If you checked the "Show structured CV data" box in the settings earlier (Step 3.3), the next cell will display the structured CV information that the notebook has loaded or generated.

This data is shown in YAML format, which is similar to JSON but often easier for humans to read.

You can expand the cell below to:
* Verify that the AI understood your CV content correctly (if it was processed from PDF).
* See the exact names of the sections (like `work`, `projects`, `skills`) that the AI identified.
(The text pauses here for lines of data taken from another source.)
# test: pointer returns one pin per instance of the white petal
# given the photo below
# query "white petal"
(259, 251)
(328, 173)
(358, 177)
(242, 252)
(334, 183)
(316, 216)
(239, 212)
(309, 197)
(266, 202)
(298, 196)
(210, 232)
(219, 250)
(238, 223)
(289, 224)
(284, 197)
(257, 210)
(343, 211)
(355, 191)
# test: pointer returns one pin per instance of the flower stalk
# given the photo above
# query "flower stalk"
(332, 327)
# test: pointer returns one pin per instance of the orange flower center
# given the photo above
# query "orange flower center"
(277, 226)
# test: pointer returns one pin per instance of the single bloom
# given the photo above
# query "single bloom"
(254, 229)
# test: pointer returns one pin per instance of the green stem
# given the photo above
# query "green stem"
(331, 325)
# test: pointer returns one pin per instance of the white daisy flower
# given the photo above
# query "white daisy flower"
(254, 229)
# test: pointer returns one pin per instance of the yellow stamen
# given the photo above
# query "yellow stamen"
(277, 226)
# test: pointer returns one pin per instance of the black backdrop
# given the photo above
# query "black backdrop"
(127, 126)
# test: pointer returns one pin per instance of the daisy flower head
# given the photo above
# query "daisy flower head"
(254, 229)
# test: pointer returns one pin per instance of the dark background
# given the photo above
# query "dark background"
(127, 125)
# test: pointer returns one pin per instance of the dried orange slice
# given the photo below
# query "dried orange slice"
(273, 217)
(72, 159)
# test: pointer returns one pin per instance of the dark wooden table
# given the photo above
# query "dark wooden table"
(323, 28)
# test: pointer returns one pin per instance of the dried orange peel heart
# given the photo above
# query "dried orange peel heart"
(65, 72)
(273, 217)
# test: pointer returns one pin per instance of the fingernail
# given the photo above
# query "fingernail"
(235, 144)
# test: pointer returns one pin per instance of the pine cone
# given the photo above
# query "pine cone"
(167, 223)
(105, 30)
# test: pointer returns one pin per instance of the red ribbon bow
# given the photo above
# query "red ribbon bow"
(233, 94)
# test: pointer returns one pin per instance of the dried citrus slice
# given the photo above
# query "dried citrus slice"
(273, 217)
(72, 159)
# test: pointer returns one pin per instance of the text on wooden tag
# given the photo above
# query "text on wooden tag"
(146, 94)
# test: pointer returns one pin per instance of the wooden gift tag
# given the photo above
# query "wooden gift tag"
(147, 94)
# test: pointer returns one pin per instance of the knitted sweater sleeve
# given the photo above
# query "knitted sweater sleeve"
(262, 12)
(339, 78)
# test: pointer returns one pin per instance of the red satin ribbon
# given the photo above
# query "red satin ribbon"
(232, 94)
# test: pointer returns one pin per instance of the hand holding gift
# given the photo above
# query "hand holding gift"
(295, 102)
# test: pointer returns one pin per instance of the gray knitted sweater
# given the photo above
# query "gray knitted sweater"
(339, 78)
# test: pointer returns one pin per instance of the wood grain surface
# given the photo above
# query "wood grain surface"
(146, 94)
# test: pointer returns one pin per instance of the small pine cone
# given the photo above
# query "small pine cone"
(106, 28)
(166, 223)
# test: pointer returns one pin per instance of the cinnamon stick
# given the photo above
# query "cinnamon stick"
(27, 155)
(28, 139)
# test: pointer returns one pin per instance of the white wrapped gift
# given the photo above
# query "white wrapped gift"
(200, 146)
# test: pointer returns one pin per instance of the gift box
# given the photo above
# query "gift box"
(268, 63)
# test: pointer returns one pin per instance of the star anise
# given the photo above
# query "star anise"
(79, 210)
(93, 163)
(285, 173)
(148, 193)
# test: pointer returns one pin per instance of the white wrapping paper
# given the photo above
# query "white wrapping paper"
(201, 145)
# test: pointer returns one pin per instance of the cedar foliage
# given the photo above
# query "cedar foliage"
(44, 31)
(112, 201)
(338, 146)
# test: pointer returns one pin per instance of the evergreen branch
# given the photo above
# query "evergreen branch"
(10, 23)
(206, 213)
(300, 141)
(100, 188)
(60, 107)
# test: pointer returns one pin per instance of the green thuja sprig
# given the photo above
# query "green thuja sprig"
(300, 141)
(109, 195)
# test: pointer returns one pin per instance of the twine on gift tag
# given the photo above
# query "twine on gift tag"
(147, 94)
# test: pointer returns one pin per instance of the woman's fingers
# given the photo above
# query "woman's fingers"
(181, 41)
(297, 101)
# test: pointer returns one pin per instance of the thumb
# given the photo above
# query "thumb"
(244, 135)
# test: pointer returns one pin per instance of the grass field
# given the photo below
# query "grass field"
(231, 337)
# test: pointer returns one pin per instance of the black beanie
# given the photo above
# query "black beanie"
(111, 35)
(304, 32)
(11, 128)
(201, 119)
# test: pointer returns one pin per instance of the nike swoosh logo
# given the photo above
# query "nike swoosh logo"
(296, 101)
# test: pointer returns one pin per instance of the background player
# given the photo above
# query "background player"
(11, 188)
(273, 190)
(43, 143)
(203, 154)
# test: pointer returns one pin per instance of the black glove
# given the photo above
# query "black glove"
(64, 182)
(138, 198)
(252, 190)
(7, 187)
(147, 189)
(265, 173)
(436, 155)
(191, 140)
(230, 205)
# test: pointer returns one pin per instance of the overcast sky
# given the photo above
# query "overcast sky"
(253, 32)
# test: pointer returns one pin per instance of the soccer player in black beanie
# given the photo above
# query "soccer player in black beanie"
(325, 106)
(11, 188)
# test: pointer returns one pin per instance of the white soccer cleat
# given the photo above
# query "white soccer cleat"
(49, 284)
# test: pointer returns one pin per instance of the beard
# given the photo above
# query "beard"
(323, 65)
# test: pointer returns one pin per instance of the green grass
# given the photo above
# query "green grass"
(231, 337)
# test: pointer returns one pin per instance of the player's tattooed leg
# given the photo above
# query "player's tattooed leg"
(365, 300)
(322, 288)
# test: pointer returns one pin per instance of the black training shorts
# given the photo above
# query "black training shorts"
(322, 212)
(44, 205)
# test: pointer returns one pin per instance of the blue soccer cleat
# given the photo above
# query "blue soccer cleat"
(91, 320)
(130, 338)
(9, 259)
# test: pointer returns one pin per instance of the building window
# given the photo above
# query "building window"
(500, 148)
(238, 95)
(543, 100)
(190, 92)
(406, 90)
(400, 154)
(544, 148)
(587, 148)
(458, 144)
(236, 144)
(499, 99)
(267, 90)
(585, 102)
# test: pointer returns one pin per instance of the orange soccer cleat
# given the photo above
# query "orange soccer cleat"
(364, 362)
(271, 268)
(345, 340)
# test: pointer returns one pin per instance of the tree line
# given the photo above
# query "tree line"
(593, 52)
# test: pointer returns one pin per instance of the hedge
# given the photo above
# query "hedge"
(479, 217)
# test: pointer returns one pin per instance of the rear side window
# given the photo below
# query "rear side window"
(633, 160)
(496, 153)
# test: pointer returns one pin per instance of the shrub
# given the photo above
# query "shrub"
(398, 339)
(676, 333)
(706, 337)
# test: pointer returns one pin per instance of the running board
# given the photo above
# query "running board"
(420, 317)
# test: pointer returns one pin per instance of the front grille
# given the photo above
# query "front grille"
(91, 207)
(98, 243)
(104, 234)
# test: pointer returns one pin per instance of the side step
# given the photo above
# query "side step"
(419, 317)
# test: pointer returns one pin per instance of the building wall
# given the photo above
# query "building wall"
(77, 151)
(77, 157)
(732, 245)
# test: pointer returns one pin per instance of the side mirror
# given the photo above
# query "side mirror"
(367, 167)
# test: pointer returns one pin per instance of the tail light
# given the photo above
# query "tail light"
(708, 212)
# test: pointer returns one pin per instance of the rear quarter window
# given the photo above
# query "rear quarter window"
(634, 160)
This is useful for confirming the section names you entered in the "CV Sections to Analyze" setting.

If you didn't check the box, the next cell will be skipped.

In [12]:
# @title Display Structured CV Data (YAML Format)
import yaml
import sys

# --- Display only if data exists and the user opted-in ---
# Check if SHOW_STRUCTURED_CV was defined in cell 3.3 and is True
should_display = "SHOW_STRUCTURED_CV" in globals() and SHOW_STRUCTURED_CV

if should_display:
    # Check if structured_cv_data was successfully loaded or created
    if "structured_cv_data" in globals() and structured_cv_data is not None:
        print("--- Structured CV Data (YAML Format) ---")
        try:
            # Use yaml.dump for readable output
            # Use allow_unicode=True for non-ASCII characters
            # Use sort_keys=False to maintain original order where possible
            # Use width=float("inf") to prevent line wrapping within blocks
            print(
                yaml.dump(
                    structured_cv_data,
                    allow_unicode=True,
                    sort_keys=False,
                    width=float("inf"),
                    default_flow_style=None,  # Use block style for readability
                )
            )
        except yaml.YAMLError as e:
            print(f"\n❌ Error formatting data as YAML: {e}")
            print("   Displaying raw data instead:")
            print(structured_cv_data)  # Fallback to raw print
        except Exception as e:
            print(f"\n❌ An unexpected error occurred during display: {e}")
        print("--- End of Structured CV Data ---")
    else:
        print(
            "ℹ️ Structured CV data is not available (likely an issue in previous steps)."
            " Cannot display."
        )
else:  # Optional: uncomment if you want a message when display is skipped due to checkbox
    print("ℹ️ Skipping display of structured CV data as requested in settings.")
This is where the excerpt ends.